The May 23 Business story "Putting on the Brakes: Local Grocery Workers Union Leads the Fight to Block Wal-Mart's Efforts to Infiltrate Inner Suburbs, District" did not mention that these proposals are about more than an attempt to keep out one company. They are an effort to keep an entire sector of retailing out of the District and surrounding jurisdictions. This is about legislating winners and losers in the retail economy, and ultimately it will hurt consumers.
Large-format stores should be as accessible to residents of urban neighborhoods as they are to those in the far-out suburbs. In fact, inner-city residents need the good value these stores offer and the jobs they provide.

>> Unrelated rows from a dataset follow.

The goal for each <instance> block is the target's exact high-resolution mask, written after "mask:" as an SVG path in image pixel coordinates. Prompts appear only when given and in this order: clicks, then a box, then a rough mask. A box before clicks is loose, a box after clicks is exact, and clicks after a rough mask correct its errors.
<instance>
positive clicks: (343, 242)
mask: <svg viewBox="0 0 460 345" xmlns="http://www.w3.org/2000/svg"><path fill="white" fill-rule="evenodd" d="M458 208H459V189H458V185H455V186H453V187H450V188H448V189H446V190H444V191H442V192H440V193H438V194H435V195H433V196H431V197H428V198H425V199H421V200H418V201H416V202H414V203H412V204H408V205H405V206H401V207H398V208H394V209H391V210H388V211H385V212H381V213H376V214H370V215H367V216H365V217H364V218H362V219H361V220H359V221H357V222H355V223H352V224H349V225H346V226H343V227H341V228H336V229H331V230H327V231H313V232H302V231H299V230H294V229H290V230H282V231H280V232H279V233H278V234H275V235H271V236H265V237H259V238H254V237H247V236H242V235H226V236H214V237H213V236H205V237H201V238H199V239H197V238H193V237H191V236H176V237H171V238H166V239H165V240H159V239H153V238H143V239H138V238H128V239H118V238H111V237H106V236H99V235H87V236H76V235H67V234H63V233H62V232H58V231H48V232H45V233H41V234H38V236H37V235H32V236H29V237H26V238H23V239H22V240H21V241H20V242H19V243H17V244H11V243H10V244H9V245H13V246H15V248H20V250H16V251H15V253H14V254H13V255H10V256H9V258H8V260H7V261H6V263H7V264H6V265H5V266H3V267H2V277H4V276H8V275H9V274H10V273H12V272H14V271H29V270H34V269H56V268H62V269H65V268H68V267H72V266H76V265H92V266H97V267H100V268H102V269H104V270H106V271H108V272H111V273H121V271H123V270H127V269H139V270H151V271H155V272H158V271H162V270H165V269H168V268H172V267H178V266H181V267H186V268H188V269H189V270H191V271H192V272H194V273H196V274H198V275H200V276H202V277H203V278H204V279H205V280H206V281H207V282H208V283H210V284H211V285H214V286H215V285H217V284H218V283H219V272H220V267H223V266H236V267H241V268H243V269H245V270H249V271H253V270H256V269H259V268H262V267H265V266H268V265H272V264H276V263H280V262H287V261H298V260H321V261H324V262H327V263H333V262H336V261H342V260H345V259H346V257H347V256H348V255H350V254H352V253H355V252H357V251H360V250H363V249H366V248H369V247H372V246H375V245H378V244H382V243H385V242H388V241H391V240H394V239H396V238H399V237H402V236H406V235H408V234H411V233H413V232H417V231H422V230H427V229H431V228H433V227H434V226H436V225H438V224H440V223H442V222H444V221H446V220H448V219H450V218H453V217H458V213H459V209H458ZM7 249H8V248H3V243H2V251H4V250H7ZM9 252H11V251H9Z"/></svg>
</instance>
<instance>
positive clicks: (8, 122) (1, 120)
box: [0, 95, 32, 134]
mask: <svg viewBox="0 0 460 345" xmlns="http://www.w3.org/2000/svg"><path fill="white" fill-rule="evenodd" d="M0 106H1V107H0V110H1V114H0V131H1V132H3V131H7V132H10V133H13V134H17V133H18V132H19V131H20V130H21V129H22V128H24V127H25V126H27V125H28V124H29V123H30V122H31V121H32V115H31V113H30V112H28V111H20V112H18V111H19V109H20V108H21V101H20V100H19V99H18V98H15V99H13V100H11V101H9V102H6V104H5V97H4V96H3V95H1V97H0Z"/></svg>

This legislation targets the No. 1 private employer in Virginia and one of the top 10 employers in Maryland. Legislators should be pursuing policies that provide incentives to companies that bring more jobs to residents, rather than proposals that discourage them.
Retail Industry Leaders Association
D.C. Mayor Anthony A. Williams and several members of the D.C. Council traveled to Las Vegas recently in the hope of luring national chain retailers to the District ["D.C. Bill Clouds Sales Pitch to Big-Box Stores," Business, May 25]. In effect, taxpayers are financing a junket so that politicians can cut deals to entice big corporations to push out local businesses and displace residents.
I live in Washington. If I wanted to be surrounded by "big boxes," I'd move to Tysons Corner or Rockville. Five or 10 years ago, when property values in the city were low and vacant storefronts dominated many retail areas, I could understand the push for more chain stores. But things have changed 180 degrees. Given the D.C. real estate boom, we don't need to beg the big boxes to come to our city anymore.
D.C. officials should think more about building neighborhoods accessible on foot, helping small business and preserving affordable housing, and less about reshaping the District in the image of the suburbs.